Ecology and Society (Sep 2010)

Governance for Resilience: CALFED as a Complex Adaptive Network for Resource Management

  • David E. Booher,
  • Judith E. Innes

DOI
https://doi.org/10.5751/ES-03404-150335
Journal volume & issue
Vol. 15, no. 3
p. 35

Abstract

Read online

A study of California's water planning and management process, known as CALFED, offers insights into governance strategies that can deal with adaptive management of environmental resources in ways that conventional bureaucratic procedures cannot. CALFED created an informal policy-making system, engaging multiple agencies and stakeholders. The research is built on data from 5 years of field work that included interviews with participants, review of documents, and observation of meetings.

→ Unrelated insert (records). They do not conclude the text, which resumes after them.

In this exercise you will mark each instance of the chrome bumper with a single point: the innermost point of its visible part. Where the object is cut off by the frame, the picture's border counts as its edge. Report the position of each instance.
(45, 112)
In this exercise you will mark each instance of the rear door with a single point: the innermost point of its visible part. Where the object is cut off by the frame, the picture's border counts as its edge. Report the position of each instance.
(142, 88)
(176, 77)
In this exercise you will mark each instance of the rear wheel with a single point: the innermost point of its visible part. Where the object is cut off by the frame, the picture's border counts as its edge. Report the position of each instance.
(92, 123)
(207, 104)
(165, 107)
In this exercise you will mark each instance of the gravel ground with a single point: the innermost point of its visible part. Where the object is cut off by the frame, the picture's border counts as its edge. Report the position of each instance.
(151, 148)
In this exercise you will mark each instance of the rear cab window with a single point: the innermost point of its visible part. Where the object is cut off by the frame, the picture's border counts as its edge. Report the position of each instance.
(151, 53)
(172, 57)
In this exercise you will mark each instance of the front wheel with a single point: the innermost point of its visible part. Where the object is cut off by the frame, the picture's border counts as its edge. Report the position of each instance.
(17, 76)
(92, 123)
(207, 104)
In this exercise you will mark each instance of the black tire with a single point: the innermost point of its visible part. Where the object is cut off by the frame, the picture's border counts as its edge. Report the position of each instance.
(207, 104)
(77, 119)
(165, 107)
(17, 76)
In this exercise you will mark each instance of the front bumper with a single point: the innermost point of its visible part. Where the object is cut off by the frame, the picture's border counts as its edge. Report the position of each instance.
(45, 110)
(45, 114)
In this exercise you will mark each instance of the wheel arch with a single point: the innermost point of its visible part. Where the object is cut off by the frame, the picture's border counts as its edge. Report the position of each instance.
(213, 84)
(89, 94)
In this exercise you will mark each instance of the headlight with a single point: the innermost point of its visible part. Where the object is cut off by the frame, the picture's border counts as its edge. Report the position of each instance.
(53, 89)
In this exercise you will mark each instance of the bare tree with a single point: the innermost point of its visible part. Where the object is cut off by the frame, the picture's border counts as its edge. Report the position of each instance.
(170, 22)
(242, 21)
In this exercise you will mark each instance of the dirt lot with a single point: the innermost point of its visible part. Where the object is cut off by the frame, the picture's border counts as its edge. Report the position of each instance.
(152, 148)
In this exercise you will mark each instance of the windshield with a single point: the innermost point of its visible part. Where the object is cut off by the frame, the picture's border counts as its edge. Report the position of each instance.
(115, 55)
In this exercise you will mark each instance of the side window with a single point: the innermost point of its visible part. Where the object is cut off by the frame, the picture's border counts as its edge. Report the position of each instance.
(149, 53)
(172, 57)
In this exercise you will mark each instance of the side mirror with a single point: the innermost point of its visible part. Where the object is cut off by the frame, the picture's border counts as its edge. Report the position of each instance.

We argue that CALFED can be seen as a self-organizing complex adaptive network (CAN) in which interactions were generally guided by collaborative heuristics. The case demonstrates several innovative governance practices, including new practices and norms for interactions among the agents, a distributed structure of information and decision making, a nonlinear planning method, self-organizing system behavior, and adaptation. An example of a resulting policy innovation, a method to provide real-time environmental use of water while protecting a reliable supply of water for agricultural and urban interests, is described. We outline how ideas about complex adaptive network governance differ from ideas about traditional governance. These differences result in ongoing tension and turbulence as they do for other self-organizing governance processes that operate in a context of traditional governance.